Honestly, I think this is a case where the College has not really thought things through very carefully. They just rolled back something they added a few years ago without considering closely the bigger picture.

I wonder if any students would be interested in forming a group, along with interested alumni, to fight this change . . . .

#10 Comment By Ronit On February 18, 2010 @ 2:53 pm

@rory: Gender reassignment surgery is easier, faster, and more painless than gaining US citizenship

#11 Comment By jeffz On February 18, 2010 @ 3:34 pm

Ronit, good one …

#12 Comment By Ken Thomas ’93 On February 18, 2010 @ 6:41 pm

That is, Williams can be need-blind for everyone or need-aware for everyone. It should not be need-blind for some (US citizens) and need-aware for others (non-US citizens).

What’s the economic impact of that statement? What are its consequences?
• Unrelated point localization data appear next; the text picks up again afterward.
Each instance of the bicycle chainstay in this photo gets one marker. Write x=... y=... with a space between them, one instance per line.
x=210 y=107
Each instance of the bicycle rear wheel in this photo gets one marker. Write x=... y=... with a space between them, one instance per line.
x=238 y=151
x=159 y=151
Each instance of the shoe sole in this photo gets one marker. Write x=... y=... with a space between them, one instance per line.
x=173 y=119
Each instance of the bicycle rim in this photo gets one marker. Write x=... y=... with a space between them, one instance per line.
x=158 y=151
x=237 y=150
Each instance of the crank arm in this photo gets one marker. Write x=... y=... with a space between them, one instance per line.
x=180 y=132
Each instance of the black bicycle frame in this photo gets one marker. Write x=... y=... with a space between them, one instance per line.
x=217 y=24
Citizenship means something. What?

#13 Comment By Ken Thomas ’93 On February 18, 2010 @ 6:42 pm

@Ronit:

Isn’t that something like queuing in line for a boarding card, for a sinking ship?

#14 Comment By rory On February 19, 2010 @ 8:44 am

David: yes, that’s what I’ve been saying. Williams is wrong, but my reasoning is different from yours.

@Ronit: touche.

#15 Comment By David On February 19, 2010 @ 8:56 am

Rory: Excellent. So, would you agree with the statement that Jeff (and I) agree with:

Williams College should not factor financial need into admissions decisions based on an applicant’s citizenship.

We can all have different reasons for objecting to the policy, as long as we all agree it ought to change.

Also, if anyone has suggestions about how to make this sentence snappier, I would appreciate them.

Depending on interest, I am hoping to create a group of alumni/students who might join together to lobby the trustees.